Friday, February 03, 2006

How Not To Invoke Evolution In Bioethics Debates

"The theory of evolution predicts that … humans and other animals have a strong biological incentive to clone themselves. That way they get all of their genes down to the next generation, not just half. In fact, one biological theory says that the effective limit on natural cloning, which does exist among some species, is the increased vulnerability of offspring to disease. This risk might not be great after one or two generations, the relevant time frame for an individual human’s decision to clone."


So writes Professor Grady of UCLA's School of Law in his employer's brief summary of faculty opinions on embryonic stem cell research.

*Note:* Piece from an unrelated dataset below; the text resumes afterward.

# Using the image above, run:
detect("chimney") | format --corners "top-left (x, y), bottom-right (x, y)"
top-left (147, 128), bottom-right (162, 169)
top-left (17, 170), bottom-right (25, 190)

This is a wrong-headed invocation of evolution. First, genetic dispersion is not a real incentive for any organism. Sexual pleasure and the pleasure of childrearing are, at least in mammals. Furthermore, human beings whose biological makeup is conditioned by millions of years of heterosexual reproduction aren't exactly going to enthusiastically embrace asexual reproduction when the old way is far more habitual, not to mention non-artificial.

Finally, it seems the professor is invoking nature ambiguously. First he treats it as a descriptive account of genetic drives, then he turns around and treats ths (badly-reasoned) descriptive account as something having moral authority to be respected in law and funding policy. This is one of the better examples showing where Hume's "naturalistic fallacy" is not always false.

Professor Grady's statements appear to have been excerpted from somewhere else, but I'm still not terribly optimistic a larger context would benefit his line of thought.


via Professor Bainbridge, who also has a statement on ESCR in the article.